La Russie a prétexté que les russophones étaient discriminés : pourquoi l’Ukraine ne proposerait-elle pas une constitution bilingue à l’instar d’autres nations, ce qui, entre guillemets, arrangerait beaucoup de citoyens ? Poutine se dit tracassé par l’entrée de l’Ukraine dans l’OTAN et l’Union européenne : proposons-lui un deal aussi avantageux en créant une union de pays voisins appelée « Bosphore-Caucase », réunissant un poids lourd comme la Turquie (qui a l’avantage de faire partie de l’OTAN tout en maintenant de bonnes relations avec Moscou), la Moldavie, la Géorgie, le Kazakhstan, l’Ukraine et d’autres éventuellement. Cela résoudrait un sérieux problème à la fois de stabilité dans toute cette région mais aussi pour l’Union européenne qui aura bien du mal à les inclure, la crise des agriculteurs en est l’exemple. Cette union pourrait commercer en relation privilégiée avec l’Europe ou même avec la Russie pour les pays que ça intéresse. La Russie signerait en échange une nouvelle charte de respect de l’intégrité ukrainienne. La reconstruction de l’Ukraine se ferait par la Russie dans sa partie occupée au moment de l’accord, tandis que, dans le reste du territoire, l’État ukrainien, avec le soutien de l’aide internationale qui se traduirait par des dons ou des prêts, en prendrait la responsabilité. Les deux pays s’engageraient à livrer les responsables de crimes de guerre – crimes crapuleux et incontestables –, afin qu’ils soient jugés par la Cour internationale de justice. Il reste une quatrième issue : ne rien faire, continuer où ça nous mènera, c’est-à-dire dans un mur qui ne cesse de grandir à mesure que s’écoulent les jours et les slogans.

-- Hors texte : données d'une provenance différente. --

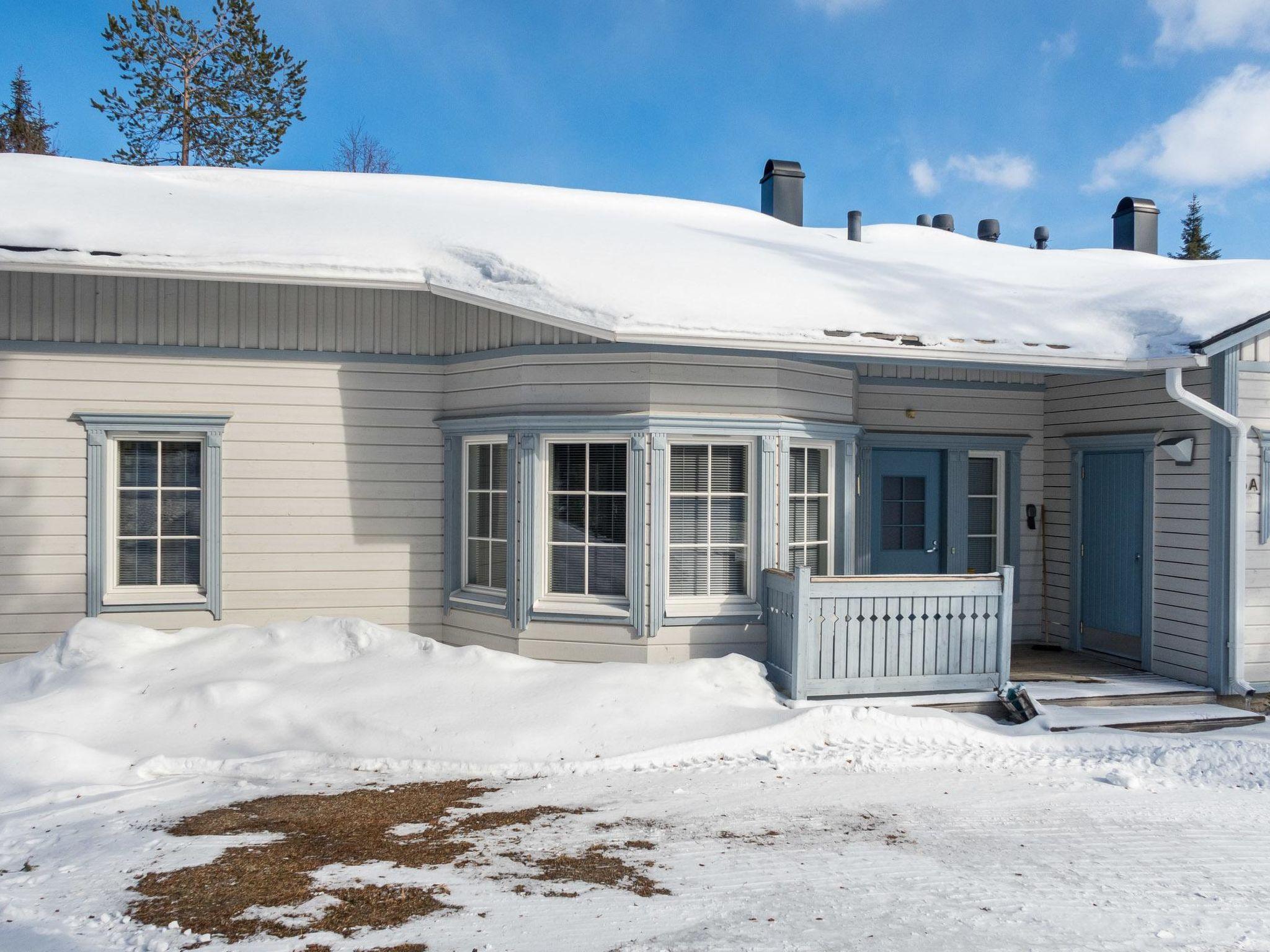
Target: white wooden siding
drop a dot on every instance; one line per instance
(172, 312)
(884, 407)
(332, 487)
(1086, 405)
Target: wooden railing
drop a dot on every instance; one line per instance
(887, 633)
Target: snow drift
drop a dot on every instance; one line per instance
(631, 267)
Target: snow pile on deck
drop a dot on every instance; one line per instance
(636, 267)
(113, 705)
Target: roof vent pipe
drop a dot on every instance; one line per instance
(783, 191)
(1135, 226)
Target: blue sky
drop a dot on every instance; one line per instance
(1028, 112)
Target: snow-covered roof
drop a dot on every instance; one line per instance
(629, 268)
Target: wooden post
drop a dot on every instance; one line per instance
(1005, 633)
(802, 631)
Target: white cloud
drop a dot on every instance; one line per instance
(1221, 139)
(1003, 170)
(923, 178)
(836, 7)
(1201, 24)
(1061, 47)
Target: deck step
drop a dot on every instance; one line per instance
(1148, 718)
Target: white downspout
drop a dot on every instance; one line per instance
(1236, 540)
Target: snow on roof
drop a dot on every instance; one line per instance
(634, 268)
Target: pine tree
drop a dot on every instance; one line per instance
(1196, 244)
(23, 127)
(216, 95)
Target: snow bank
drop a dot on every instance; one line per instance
(634, 266)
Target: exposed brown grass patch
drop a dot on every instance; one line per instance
(236, 895)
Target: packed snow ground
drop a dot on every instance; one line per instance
(633, 267)
(819, 828)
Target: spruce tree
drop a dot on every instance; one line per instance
(200, 95)
(1196, 244)
(23, 127)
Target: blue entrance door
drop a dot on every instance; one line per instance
(907, 516)
(1112, 560)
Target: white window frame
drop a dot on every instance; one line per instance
(567, 603)
(1000, 456)
(713, 606)
(831, 511)
(486, 592)
(116, 594)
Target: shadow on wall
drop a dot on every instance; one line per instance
(393, 464)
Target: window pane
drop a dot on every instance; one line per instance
(687, 571)
(568, 518)
(498, 465)
(180, 562)
(182, 464)
(982, 516)
(798, 521)
(139, 562)
(478, 466)
(981, 555)
(607, 467)
(498, 516)
(182, 513)
(728, 470)
(607, 570)
(892, 513)
(566, 573)
(687, 519)
(798, 470)
(498, 565)
(984, 477)
(139, 513)
(727, 571)
(817, 519)
(478, 513)
(569, 466)
(607, 519)
(689, 469)
(478, 563)
(728, 519)
(139, 462)
(817, 471)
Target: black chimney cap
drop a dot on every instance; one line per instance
(781, 167)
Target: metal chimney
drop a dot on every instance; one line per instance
(783, 191)
(1135, 226)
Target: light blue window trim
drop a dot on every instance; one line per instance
(1145, 443)
(103, 427)
(649, 436)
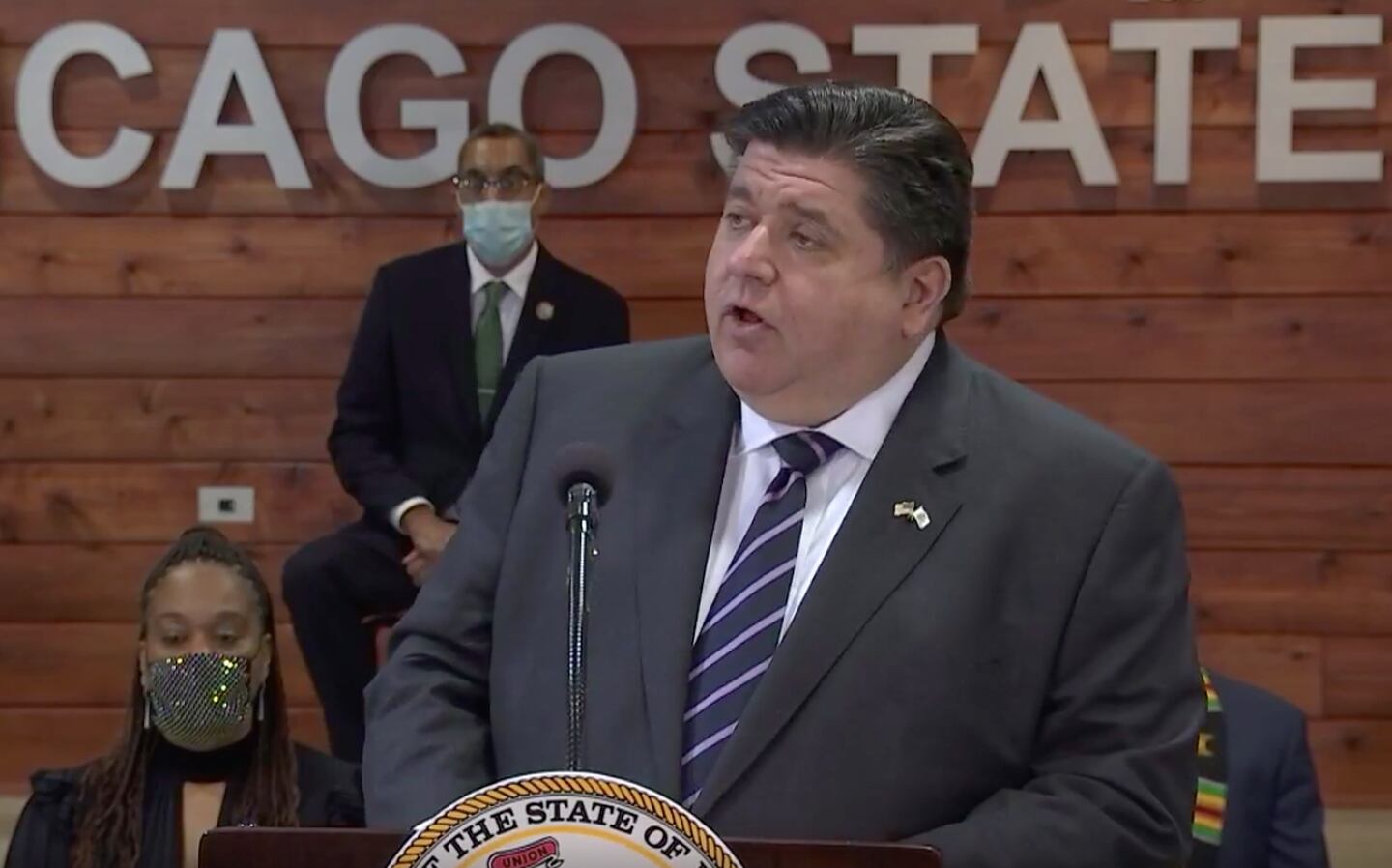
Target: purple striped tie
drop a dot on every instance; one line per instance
(743, 623)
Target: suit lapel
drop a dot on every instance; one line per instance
(457, 332)
(875, 551)
(680, 472)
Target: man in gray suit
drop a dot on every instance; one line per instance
(851, 583)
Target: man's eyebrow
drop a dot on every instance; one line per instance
(815, 215)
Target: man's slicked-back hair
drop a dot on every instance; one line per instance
(916, 165)
(536, 161)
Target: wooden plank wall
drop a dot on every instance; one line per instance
(155, 341)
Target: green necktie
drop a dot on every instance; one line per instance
(487, 347)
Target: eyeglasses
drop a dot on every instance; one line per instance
(474, 186)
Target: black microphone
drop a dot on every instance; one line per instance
(584, 474)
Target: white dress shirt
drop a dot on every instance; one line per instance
(831, 488)
(509, 306)
(509, 312)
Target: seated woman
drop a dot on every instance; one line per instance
(206, 740)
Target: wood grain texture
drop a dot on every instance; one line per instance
(166, 419)
(1299, 592)
(1351, 759)
(1014, 255)
(1288, 665)
(273, 419)
(1046, 338)
(677, 174)
(1260, 507)
(1357, 677)
(130, 503)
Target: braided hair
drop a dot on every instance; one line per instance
(111, 792)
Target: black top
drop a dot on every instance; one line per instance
(331, 795)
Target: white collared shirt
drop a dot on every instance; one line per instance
(509, 312)
(831, 488)
(509, 306)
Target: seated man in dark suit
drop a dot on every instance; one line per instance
(440, 344)
(1259, 798)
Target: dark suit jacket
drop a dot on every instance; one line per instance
(1015, 683)
(408, 415)
(1274, 817)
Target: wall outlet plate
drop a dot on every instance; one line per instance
(226, 504)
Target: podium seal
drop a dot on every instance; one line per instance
(566, 818)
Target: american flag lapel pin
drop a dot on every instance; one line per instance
(912, 512)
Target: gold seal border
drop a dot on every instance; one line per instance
(544, 785)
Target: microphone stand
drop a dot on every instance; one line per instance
(582, 507)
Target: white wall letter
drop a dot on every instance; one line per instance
(806, 49)
(342, 107)
(617, 86)
(234, 57)
(1174, 43)
(34, 104)
(1043, 50)
(914, 44)
(1280, 97)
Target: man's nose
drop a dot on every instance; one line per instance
(752, 256)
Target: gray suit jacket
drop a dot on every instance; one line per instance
(1015, 683)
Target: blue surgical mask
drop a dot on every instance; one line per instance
(497, 231)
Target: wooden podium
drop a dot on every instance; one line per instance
(238, 848)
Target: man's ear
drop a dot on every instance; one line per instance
(926, 285)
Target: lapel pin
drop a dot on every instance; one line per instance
(911, 510)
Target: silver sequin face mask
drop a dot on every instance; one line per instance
(199, 702)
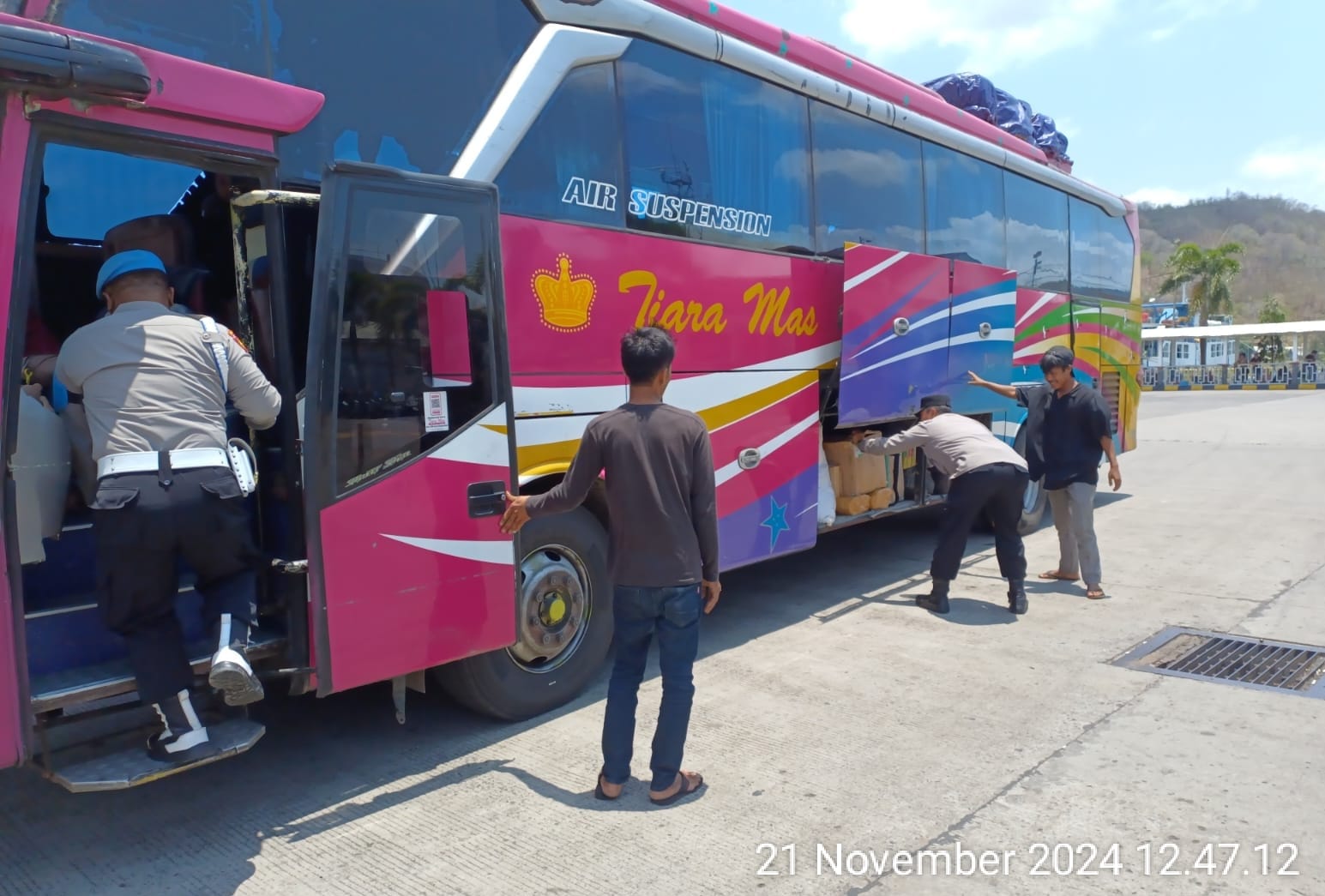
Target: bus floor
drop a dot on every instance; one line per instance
(72, 656)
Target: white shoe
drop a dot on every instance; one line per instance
(233, 677)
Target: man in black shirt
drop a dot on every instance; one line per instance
(661, 502)
(1069, 432)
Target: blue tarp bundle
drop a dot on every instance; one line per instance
(977, 94)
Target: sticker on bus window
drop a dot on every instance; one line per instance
(435, 412)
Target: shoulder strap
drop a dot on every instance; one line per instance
(212, 337)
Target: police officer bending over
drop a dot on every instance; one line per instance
(986, 475)
(154, 383)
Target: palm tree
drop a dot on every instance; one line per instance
(1210, 274)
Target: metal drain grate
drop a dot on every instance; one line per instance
(1215, 656)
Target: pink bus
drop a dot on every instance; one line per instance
(430, 223)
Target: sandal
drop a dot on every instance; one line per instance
(600, 794)
(684, 791)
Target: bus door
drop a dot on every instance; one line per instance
(916, 323)
(408, 429)
(1087, 323)
(894, 329)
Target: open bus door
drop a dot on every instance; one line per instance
(407, 429)
(1087, 322)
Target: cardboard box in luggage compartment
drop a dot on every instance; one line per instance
(860, 473)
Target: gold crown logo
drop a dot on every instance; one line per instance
(564, 300)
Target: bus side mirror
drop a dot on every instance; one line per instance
(448, 358)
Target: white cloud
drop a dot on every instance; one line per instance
(1159, 196)
(1179, 14)
(992, 33)
(1292, 170)
(997, 34)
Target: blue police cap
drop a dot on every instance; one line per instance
(126, 262)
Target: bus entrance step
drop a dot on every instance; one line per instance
(133, 767)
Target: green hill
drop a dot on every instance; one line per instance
(1283, 250)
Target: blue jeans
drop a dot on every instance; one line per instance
(675, 614)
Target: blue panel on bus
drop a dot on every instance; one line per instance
(981, 334)
(977, 96)
(894, 333)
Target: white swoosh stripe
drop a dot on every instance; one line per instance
(702, 391)
(1039, 304)
(999, 300)
(501, 553)
(768, 447)
(873, 272)
(921, 350)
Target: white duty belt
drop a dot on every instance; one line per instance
(148, 461)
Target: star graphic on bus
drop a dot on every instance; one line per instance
(777, 521)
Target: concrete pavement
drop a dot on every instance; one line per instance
(829, 712)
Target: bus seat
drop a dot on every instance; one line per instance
(170, 236)
(41, 466)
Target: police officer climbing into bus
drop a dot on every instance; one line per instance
(987, 476)
(154, 385)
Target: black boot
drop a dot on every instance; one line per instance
(1016, 597)
(231, 672)
(184, 738)
(937, 598)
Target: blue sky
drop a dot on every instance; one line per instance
(1159, 99)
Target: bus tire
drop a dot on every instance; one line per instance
(1035, 499)
(563, 582)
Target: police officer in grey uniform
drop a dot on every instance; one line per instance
(986, 475)
(154, 385)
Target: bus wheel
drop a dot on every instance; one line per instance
(1033, 500)
(563, 624)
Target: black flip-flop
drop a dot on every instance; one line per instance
(683, 793)
(598, 791)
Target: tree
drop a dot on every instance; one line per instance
(1210, 274)
(1271, 349)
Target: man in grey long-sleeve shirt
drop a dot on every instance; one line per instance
(661, 502)
(986, 476)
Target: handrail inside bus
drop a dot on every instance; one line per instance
(68, 67)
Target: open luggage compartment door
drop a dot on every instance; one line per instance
(894, 330)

Fabrice Michel & Gaspard Rambel

  1. Richelieu, gouverneur d’Odessa – France Mémoire (france-memoire.fr)
  2. Proclamation d’indépendance de l’Ukraine | Evenements | Perspective Monde (usherbrooke.ca)
  3. Guerre en Ukraine : « Une avancée du front vers Odessa ou vers Kiev », Emmanuel Macron annonce ce scénario « qui pourrait engager une intervention » de la France – lindependant.fr
  4. L’échec de « l’opération militaire spéciale» de Poutine est celui du renseignement russe | Slate.fr
  5. À Odessa, « il faudra des années » pour reconstruire la cathédrale touchée par les frappes (radiofrance.fr)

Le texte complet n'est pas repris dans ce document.